Vent’anni, bell’aspetto, e fama - autoalimentata - di gigolò. Per questo pare subito strano, ai medici del pronto soccorso e al poliziotto di presidio all’ospedale di Varazze, che quei lividi sparsi un po’ dappertutto sul corpo, ma specialmente nelle parti più tenere, siano stati provocati, come dice lui, il ferito, da una caduta sulle scale. Scava e riscava, alla fine viene fuori la versione giusta. Altro che sui gradini del pianerottolo! Il giovane le aveva buscate di santa ragione al chiuso, in camera da letto, direttamente dalla mazza da baseball brandeggiata dal marito della signora con cui s’era gioiosamente (fino a quel momento) intrattenuto. Tutta colpa - s’è saputo poi - di un volo soppresso per il vento di tramontana che ha costretto il legittimo consorte a cambiare programma e a riguadagnare la via di casa. «Le faccio un’improvvisata!» ha pensato il brav’uomo, progettando anche una cena a lume di candela con quella donna che, insomma, un po’ birichina è sempre stata, ma gli piace tanto.

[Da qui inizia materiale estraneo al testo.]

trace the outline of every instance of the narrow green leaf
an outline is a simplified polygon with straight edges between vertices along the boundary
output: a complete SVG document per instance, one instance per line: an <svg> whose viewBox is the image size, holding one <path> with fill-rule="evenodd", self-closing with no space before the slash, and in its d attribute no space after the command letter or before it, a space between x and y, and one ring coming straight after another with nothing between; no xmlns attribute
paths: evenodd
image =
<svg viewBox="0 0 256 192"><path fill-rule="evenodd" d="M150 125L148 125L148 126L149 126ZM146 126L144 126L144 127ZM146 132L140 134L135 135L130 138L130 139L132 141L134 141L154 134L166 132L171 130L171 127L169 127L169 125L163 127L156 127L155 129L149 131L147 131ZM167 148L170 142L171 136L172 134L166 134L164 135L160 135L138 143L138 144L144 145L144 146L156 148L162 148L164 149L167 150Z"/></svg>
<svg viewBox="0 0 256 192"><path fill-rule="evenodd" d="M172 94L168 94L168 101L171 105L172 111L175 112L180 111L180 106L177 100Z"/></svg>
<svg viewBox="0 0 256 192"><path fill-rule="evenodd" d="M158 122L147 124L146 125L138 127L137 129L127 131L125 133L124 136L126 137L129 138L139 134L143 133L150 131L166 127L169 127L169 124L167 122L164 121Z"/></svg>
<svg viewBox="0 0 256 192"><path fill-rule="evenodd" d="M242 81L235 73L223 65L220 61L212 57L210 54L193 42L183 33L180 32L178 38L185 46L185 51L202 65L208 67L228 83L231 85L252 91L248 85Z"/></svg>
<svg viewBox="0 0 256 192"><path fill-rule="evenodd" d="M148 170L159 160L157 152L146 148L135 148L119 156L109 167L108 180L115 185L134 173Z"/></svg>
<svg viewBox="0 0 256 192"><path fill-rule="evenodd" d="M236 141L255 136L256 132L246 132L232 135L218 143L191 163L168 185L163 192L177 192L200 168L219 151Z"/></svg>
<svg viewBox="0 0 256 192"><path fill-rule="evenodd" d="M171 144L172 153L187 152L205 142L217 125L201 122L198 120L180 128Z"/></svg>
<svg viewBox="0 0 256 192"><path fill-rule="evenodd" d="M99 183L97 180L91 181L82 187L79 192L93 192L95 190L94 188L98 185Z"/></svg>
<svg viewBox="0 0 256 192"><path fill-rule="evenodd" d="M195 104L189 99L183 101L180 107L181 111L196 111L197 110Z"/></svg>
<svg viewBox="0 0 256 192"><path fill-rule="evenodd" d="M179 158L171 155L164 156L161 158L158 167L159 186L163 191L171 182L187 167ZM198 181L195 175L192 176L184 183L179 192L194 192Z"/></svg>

Solo che piace tanto anche agli altri, i quali, per combinazione, piacciono tanto anche a lei, quarantenne in gran forma e altrettanta generosità d’animo e di corpo. Tanto generosa era stata anche con quel giovinotto, incrociato d’estate sulla spiaggia: uno sguardo ai pettorali palestrati, un’occhiata, furtiva, al bacino, poi era venuto il momento di prendere l’iniziativa. Si sa, da cosa nasce cosa, e da un aperitivo innocente nasce, talvolta, l’amplesso compiacente. Che ti porta dritto alla mazzuolata sulle parti tenere. «Che se non ci fosse stata di mezzo la tramontana, il marito mica la perdeva, la tramontana!».